Staying on the field for an entire season has been a problem for much of Chris Owings’ career, and 2017 was no different. The 2009 first round draft pick missed the vast majority of the second half when he fractured his right middle finger on a bunt attempt against the St. Louis Cardinals on July 30th. That came the day after Robbie Ray was struck in the head by a comeback line drive making it a road series Diamondbacks fans would much rather forget. You will hear this a few times during player reviews this off season, Chris was part of a handful of Diamondbacks players who got off to a strong start but struggled as the second half of the season began.

Owings was the Opening Day starter at shortstop not having to cover center field this time around with a healthy A.J. Pollock, and it was his walkoff single in the bottom of the 9th of that game which set the tone for the season. He was one of six regular starters to end the month of April with an OBP north of .345, and it was arguably the best month of his season. By the end of May, he had a .315 AVG, 6 HR, and 29 RBI.

His HR total through that time frame had already tied his career high, and he would go on to finish his year with 12. If you are one to make a case for a “juiced” baseball in 2017, look no further than Chris Owings because he managed that total with only 97 games played, his lowest total since 91 games played in an injury shortened 2014. That added power came at the expense of his triples as he finished the 2017 campaign with 1, whereas he paced the National League in 2016 with 11. Finishing 2017 with 25 doubles, two shy of his career high, his .174 ISO was his highest in a season for his career.

However, Owings did also contribute to an overall midseason slump for the 2017 Diamondbacks. From June until his final plate appearance in July when his season ended, he hit for an anemic .215 AVG and really struggled in July with a .441 OPS. His walk rate dropped sharply as the season progressed all the way down to 1.2% in July, while his strikeout percentage trended in the wrong direction to a season high 29.4% that month. The loss of Chris one month after a HBP also ended Nick Ahmed’s 2017 season paved the way to regular playing time on the major league club for Ketel Marte who filled in rather admirably in their absence.

2017 Chris Owings

April .311 .354 .511 .364 6.3% 20.8% 120 137
May .320 .355 .460 .400 5.6% 22.2% 108 118
June .258 .281 .528 .261 4.1% 18.6% 96 105
July .169 .188 .253 .228 1.2% 29.4% 5 17

2018 Prospects

As reported by Fox Sports Arizona, Chris had a second surgery on his finger after the Postseason to ensure proper healing. He should still be ready by the time Spring Training begins. He is going into his second year of arbitration, and MLB Trade Rumors estimates his 2018 salary at $3,800,000.

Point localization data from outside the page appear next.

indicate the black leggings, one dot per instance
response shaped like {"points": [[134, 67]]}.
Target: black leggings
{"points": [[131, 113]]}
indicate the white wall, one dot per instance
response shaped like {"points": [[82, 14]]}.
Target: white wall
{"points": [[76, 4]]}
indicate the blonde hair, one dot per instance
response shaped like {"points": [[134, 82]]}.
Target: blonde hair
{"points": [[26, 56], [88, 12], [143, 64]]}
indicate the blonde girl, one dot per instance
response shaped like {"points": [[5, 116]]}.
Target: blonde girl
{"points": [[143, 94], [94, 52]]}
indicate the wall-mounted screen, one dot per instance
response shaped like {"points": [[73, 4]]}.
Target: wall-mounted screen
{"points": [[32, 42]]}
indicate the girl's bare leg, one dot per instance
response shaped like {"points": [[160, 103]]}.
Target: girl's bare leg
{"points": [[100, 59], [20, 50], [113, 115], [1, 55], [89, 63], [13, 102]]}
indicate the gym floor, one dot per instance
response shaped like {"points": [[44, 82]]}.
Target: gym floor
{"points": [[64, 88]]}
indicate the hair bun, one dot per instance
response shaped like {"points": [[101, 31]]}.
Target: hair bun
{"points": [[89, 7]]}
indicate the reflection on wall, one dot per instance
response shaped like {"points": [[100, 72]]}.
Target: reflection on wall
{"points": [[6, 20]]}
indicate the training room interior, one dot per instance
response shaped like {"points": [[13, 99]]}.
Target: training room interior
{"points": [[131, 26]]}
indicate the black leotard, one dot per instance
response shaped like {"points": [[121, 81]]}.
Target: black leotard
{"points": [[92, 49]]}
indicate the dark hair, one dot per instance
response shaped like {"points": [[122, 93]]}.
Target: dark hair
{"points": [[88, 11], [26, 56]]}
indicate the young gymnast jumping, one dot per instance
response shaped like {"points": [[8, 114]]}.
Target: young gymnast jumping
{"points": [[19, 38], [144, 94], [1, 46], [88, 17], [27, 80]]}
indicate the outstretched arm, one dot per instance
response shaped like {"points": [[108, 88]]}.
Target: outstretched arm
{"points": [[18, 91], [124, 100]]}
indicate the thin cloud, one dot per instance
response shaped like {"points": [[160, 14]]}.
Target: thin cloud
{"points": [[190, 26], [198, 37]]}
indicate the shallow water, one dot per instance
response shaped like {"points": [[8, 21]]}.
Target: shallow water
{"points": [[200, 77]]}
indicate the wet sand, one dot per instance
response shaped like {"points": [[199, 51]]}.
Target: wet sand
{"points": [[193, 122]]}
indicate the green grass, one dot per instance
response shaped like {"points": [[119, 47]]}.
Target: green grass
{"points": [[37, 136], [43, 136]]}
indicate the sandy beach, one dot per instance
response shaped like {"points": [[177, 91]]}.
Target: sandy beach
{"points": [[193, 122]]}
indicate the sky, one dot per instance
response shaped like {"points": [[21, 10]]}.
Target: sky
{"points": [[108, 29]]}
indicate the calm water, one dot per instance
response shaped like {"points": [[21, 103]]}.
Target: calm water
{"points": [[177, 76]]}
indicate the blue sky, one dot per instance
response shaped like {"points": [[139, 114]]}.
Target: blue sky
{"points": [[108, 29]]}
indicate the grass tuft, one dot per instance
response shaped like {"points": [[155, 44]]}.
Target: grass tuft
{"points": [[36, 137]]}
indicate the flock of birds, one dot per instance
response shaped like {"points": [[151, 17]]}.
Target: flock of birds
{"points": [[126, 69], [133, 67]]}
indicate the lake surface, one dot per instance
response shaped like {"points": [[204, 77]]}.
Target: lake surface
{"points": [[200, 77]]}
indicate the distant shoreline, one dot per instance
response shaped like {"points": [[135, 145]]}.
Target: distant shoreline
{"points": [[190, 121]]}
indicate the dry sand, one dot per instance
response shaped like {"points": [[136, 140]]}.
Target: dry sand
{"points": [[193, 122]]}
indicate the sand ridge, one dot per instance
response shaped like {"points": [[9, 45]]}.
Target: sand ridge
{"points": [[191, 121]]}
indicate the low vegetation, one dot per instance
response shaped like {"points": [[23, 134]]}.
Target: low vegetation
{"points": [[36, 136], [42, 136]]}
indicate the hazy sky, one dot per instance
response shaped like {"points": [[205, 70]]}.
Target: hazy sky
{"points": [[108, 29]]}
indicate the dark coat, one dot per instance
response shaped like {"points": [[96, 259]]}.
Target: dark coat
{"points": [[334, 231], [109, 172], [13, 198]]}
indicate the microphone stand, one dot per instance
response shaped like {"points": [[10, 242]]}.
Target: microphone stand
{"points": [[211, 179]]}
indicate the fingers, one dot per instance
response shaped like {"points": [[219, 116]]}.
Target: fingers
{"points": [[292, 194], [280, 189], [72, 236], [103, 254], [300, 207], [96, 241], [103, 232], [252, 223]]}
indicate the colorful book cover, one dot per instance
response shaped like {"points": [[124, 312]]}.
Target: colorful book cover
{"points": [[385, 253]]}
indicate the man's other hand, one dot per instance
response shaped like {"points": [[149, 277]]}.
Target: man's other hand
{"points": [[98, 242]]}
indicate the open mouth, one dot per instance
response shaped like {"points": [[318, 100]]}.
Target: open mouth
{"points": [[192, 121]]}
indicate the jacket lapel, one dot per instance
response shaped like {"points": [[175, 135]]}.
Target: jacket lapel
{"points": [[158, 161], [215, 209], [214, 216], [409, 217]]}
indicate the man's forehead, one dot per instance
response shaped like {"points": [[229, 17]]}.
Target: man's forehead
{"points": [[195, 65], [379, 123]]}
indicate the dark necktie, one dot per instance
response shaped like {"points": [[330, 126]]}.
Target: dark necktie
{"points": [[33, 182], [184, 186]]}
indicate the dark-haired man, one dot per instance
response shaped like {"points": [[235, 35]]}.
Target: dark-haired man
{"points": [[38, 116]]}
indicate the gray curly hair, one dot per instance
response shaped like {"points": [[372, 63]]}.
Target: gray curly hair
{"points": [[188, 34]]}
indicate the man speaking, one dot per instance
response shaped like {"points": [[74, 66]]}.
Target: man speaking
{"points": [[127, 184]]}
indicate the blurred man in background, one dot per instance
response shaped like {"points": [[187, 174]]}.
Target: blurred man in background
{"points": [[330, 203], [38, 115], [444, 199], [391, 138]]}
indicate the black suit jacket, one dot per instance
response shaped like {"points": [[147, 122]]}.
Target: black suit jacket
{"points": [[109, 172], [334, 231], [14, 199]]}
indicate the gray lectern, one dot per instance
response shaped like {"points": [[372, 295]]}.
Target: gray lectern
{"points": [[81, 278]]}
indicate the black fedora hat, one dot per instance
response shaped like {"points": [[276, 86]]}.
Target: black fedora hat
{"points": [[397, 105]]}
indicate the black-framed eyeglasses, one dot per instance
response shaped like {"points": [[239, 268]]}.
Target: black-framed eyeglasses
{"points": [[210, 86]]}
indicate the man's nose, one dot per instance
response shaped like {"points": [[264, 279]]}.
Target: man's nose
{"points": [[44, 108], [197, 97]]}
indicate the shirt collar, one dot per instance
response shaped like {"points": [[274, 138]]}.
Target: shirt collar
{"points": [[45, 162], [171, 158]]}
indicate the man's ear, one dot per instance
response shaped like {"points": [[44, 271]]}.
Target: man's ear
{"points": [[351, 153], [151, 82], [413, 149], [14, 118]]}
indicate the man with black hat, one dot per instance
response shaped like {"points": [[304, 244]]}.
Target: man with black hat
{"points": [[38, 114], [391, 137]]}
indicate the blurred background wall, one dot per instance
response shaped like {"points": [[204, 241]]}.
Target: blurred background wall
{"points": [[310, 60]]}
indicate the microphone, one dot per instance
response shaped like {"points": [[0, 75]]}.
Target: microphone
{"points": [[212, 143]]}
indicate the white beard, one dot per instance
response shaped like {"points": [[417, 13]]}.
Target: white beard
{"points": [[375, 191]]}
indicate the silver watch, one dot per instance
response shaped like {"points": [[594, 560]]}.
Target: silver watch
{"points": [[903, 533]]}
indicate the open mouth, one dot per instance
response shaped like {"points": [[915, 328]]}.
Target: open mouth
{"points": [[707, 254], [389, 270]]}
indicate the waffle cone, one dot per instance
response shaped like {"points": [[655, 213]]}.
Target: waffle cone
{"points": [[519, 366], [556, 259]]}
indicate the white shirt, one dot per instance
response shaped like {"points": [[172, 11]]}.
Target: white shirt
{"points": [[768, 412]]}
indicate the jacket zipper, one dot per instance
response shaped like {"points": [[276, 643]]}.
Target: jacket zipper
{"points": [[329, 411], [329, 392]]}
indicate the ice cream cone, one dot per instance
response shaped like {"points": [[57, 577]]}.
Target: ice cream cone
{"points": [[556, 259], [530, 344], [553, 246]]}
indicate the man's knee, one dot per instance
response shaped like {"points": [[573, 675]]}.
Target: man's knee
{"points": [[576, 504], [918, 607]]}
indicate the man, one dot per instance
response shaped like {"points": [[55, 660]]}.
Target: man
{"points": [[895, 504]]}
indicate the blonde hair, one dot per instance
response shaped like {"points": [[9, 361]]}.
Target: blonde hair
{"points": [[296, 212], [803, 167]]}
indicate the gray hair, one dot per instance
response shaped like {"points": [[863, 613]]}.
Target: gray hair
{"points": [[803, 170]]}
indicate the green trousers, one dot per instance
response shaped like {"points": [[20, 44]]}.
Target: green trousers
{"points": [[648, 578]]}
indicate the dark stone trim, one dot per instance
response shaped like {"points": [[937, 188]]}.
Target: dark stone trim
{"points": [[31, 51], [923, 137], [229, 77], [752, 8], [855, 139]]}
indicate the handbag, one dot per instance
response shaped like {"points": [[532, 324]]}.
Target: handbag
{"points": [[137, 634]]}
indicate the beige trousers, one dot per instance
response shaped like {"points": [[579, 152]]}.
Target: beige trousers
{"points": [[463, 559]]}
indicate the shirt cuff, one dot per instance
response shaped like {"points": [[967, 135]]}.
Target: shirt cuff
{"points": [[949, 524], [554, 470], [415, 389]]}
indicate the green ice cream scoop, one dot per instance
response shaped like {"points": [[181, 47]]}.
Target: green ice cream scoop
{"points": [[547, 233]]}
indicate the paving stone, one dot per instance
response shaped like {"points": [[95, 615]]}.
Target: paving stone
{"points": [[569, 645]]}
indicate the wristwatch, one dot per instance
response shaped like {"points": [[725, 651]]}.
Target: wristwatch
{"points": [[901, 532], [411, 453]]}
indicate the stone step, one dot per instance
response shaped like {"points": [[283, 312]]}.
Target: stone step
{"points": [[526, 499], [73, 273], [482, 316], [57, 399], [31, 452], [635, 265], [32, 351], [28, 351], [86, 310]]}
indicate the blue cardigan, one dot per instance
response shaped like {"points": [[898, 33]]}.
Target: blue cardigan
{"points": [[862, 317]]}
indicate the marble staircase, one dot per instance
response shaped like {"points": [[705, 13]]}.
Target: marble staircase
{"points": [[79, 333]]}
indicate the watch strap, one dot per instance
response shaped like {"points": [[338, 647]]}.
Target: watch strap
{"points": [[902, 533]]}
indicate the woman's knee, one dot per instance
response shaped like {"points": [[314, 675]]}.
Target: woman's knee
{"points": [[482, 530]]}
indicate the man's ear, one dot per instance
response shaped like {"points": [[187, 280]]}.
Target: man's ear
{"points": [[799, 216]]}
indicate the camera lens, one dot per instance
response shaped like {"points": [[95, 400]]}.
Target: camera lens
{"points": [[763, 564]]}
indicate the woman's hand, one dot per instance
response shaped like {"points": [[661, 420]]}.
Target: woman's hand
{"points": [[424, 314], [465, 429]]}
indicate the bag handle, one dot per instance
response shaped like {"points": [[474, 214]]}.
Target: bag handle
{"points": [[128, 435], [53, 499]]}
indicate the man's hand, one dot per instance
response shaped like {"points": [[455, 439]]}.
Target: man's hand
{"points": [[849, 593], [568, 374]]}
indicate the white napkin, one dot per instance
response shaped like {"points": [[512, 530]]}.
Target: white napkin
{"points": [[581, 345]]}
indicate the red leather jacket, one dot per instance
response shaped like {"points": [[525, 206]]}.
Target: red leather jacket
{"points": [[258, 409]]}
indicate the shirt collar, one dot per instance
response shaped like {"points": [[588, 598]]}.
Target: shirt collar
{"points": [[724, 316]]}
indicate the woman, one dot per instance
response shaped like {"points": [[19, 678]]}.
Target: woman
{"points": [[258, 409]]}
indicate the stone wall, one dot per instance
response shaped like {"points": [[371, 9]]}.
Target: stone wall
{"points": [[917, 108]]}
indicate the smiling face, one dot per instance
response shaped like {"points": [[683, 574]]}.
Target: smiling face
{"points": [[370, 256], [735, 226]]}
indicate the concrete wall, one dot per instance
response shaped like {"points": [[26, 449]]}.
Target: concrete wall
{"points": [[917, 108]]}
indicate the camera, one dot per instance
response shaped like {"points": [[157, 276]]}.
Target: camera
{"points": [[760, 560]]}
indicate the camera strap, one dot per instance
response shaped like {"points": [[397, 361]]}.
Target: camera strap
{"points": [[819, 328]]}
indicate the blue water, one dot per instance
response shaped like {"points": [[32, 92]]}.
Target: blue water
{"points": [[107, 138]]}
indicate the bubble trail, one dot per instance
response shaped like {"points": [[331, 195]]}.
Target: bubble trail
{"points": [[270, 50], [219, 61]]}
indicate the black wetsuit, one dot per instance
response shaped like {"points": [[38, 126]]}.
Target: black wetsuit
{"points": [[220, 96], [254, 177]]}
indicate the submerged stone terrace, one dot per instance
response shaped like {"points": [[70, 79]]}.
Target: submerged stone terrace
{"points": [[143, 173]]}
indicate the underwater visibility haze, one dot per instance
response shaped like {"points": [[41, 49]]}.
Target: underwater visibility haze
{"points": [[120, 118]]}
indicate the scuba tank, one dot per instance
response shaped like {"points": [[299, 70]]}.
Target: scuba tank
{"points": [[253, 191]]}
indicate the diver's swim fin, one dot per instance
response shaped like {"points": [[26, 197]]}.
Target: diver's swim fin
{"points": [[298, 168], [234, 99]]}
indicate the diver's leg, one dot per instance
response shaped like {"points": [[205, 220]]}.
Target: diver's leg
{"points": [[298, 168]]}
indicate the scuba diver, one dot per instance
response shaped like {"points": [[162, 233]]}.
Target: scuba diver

There is going to be another middle infield logjam come Spring Training. Paul Goldschmidt and Jake Lamb will surely maintain their starting roles at first and third respectively. Ketel Marte played his way into the conversation after Owings and Ahmed were lost to injury. Daniel Descalso made a case and had his club option exercised, but Brandon Drury failed to secure the everyday role at second base. Ildemaro Vargas and Jack Reinheimer will likely find themselves back at AAA Reno to open the season, so that narrows down five players competing for two positions. Both Owings and Descalso have the ability to play in the outfield if absolutely necessary, and we are now aware of how often Torey Lovullo tends to rest his everyday starters. Other writers here have already discussed possible platoons at all infield positions besides first base, so barring an offseason trade we will probably see all five make the Opening Day roster.

Owings will have to demonstrate an ability to stay on the field and produce consistently if he does not want to see his playing time diminish to one of the other options. If he can replicate his performance from April and May for an extended period of the 2018 season, he will be the best option of the group. He should be entering the best years of his career as he will not turn 27 until August and can be a real threat at the top of the lineup should he put it all together.